Hitler geleceğinin Nazi ordusunu yaratmak için nasıl çocuklara savaşı ve nefreti öneren oyuncaklar dağıtmıştı, hatırlayın…

Bugün TRT’nin yayın politikasından gelecekte nasıl insanlar yetiştirmek istediğini de anlayabiliriz. Bana kalırsa güzel bir gelecek hayalleri var ki kendi öz kültürümüzden ve değerlerimizden yola çıkan prodüksiyonları çocuklarımıza izletmeye çalışıyorlar.

Örneğin Kültür Bakanlığı’nın GENÇDES projesi kapsamında çocuklar ve gençlere yönelik animasyon, bilgisayar oyunu, çizgi roman, kısa film vb. projelerine verdiği önemli destekler de bize ait değerler ve kültürlere ait projelerin desteklenmesinin, geleceğin Türkiye’sini yaratmaya yönelik eşsiz girişimler olduğunu düşünüyorum.  ([http://www.gencdes.kulturturizm.gov.tr%27den/]www.gencdes.kulturturizm.gov.tr’den ayrıntılı bilgi edinebilirsiniz)

Adalet duygusu bize atalardan, efelerden, Çakırcalılardan kalan bir duygu.
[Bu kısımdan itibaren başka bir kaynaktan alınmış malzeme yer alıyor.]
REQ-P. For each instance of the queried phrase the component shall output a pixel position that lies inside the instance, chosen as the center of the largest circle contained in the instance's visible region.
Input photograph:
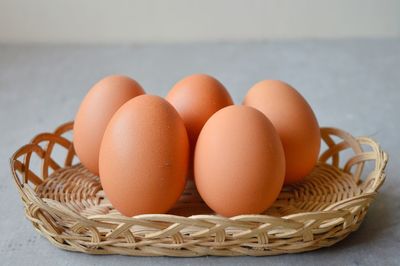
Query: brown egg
(239, 162)
(95, 111)
(144, 156)
(295, 122)
(197, 98)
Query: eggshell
(94, 113)
(197, 98)
(295, 122)
(239, 162)
(144, 156)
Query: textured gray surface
(354, 85)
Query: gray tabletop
(351, 84)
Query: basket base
(81, 191)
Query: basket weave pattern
(66, 204)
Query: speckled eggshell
(239, 162)
(144, 156)
(197, 98)
(295, 122)
(94, 113)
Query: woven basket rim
(44, 213)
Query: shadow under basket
(66, 204)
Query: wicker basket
(66, 204)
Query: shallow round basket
(66, 204)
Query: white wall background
(107, 21)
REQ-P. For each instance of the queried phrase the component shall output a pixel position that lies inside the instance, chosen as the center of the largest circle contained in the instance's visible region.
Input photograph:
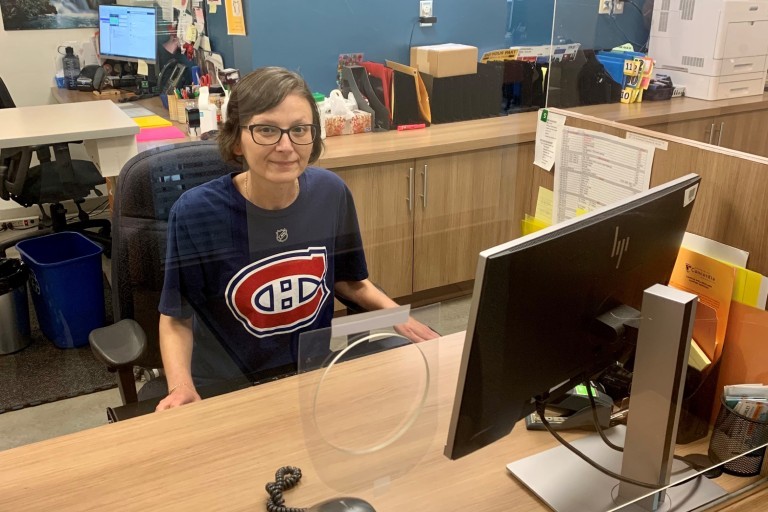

Biz yiğidi öldür ama hakkını yeme, adaletiyle büyüdük. Yanlışa yanlış, demek kadar doğruya da doğru demek, Efeliğin içindedir.

Ben bir ülkenin nasıl insan yaratmak istediği ile ilgili girişimlerinden onun iyi ya da kötü niyetini anlayabilecek bir eğitim sürecinden geçtiğim düşünüyorum.

İktidarın çocuklarımıza ve geleceğin yetişkinlerine dair planları pedagojik ve kültürel olarak isabetlidir. Montaj bir kimlik yerine öz bir kimlik yaratmak istiyorsak yapmamız gerekenler bellidir: Bizden olanı, bizden olanların, bize anlatması ve aktarması. Elden medet ummak büyük yanılgı.

Bu konuyu önemsiyor ve bu faaliyetlerimizi artırarak devam edersek;  yetişen genç kuşakların kendi kültürlerini özümsemiş, nefret söylemlerinden uzak ama vatanını ve milletini seven, değerlerine sahip çıkan gençlerin yetişeceğine inanıyorum.